- Born: 25 February 1926 Wallasey, Cheshire, England
- Died: 21 March 2015 (aged 89) Oxford, England
- Education: University of Oxford
- Known for: Irving–Williams series
- Spouse: Jelly Büchli ​(m. 1952)​
- Awards: Royal Medal
- Scientific career
- Fields: Chemistry; Metalloenzymes;
- Workplaces: University of Oxford
- Thesis: An investigation of the complex compounds of some metals (1950)
- Doctoral advisor: Harry Irving
- Doctoral students: Peter Day; Carole Perry; Michael Thor Pope; Tony Orchard; Chris Dobson; Rachel E. Klevit; Stephen Mann;

= Bob Williams (chemist) =

English chemist (1926–2015)

Robert Joseph Paton Williams (25 February 1926 – 21 March 2015) was an English chemist, an Emeritus Fellow at Wadham College, Oxford and an Emeritus Professor at the University of Oxford.

==Education and early life==
Robert Joseph Paton Williams was born on 25 February 1926 in Wallasey to Ernest Ivor Williams, a customs and excise officer at Liverpool, and Alice Williams (née Roberts), a milliner; he was the second of four children.

Williams failed to gain a scholarship to Wallasey Grammar School, having missed six months’ schooling with diphtheria, but his parents paid for him to attend. He went on to gain a place and be awarded a Postmastership to read chemistry at Merton College, Oxford in 1944. For his final undergraduate research year he worked with analytical chemist Harry Irving. This enabled him to establish an order of the relative stabilities of metal–organic complexes along the latter half of the transition series manganese through zinc. From these findings he saw a parallel with the selective uptake of metal ions by organisms.

Williams’s plan was to continue working with Irving for his DPhil, but he first visited the lab of Arne Tiselius at Uppsala University. He was impressed by what he saw there, and returned to Sweden after he gained his DPhil in 1950. During the longer stay he worked on protein purification and devised a method called gradient elution analysis.

==Career and research==
Williams then spent another period back at Merton, having won a junior research fellowship, Then, “out of the blue, in 1954, Cyril Hinshelwood, then Oxford Professor of Chemistry, asked to see Bob.” He was told that three colleges—Christ Church, Pembroke and Wadham—needed a tutor in chemistry. “Each one will invite you to dine. Come back again in two weeks to give me your decision.” Williams joined Wadham College, Oxford in 1955 and remained there for the rest of his life. His doctoral students include Peter Day, Carole Perry and Michael Thor Pope.

William's work in pure inorganic chemistry led to a two-volume textbook of inorganic chemistry, written with Courtenay Phillips, He became increasingly interested in enzyme catalysis, and in particular the role of metal ions, as for example the role of copper in proteins. He and Bert Vallee proposed of the concept of the entatic state whereby atoms and groups in enzyme active sites are maintained by binding to the apoenzyme in positions and states appropriate to catalyse reactions.

In the first paper ever published in the Journal of Theoretical Biology Williams argued that spatial separation of the H^{+} and OH^{–} ions produced in the conversion of ATP to ADP would be necessary for the catalysis. In the same year Peter Mitchell proposed a similar idea in the form of the chemiosmotic hypothesis. In a special issue of the Journal of Theoretical Biology in celebration of 50 years of its existence Williams described the correspondence between Mitchell and himself.

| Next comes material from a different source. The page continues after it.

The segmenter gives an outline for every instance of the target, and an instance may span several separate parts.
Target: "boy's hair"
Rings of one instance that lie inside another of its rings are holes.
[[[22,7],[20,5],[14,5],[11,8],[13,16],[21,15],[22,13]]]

Williams contributed to understanding of the distribution of the chemical elements in living organisms and in collaborationwith João J. R. Fraústo da Silva he wrote three books in this area, as well as a book with Rosalind Rickaby on geological aspects of life.

Williams retired in 1991 and devoted much of his retirement to the writing of the books mentioned.

===Awards and honours===
Williams was appointed Member of the Order of the British Empire (MBE) in the 2010 New Year Honours for services to the community in North Oxford.

He was elected a Fellow of the Royal Society (FRS) in 1972 and was a Foreign Member of the Swedish, Portuguese, Czechoslovak and Belgian science academies. He was a medallist of the Biochemical Society (twice), the Royal Society (twice), the Royal Society of Chemistry (three times), the Federation of European Biochemical Societies (twice) and the International Union of Biochemistry. He delivered the Bakerian Lecture in 1981 and won the Royal Medal in 1995.

==Personal life==

While he was in Uppsala Williams met Jelly Klara Büchli, a Dutch student from Groningen. They married in 1952 and then lived in Oxford. Jelly read English language and literature at St Hilda's College, Oxford between 1952 and 1955, but the birth of their first son, Timothy Ivor, interrupted her final exams. A second son, John M, was born in 1957. In 1981 Jelly published A Dutch Reader.

Bob Williams died in the John Radcliffe Hospital on 21 March 2015.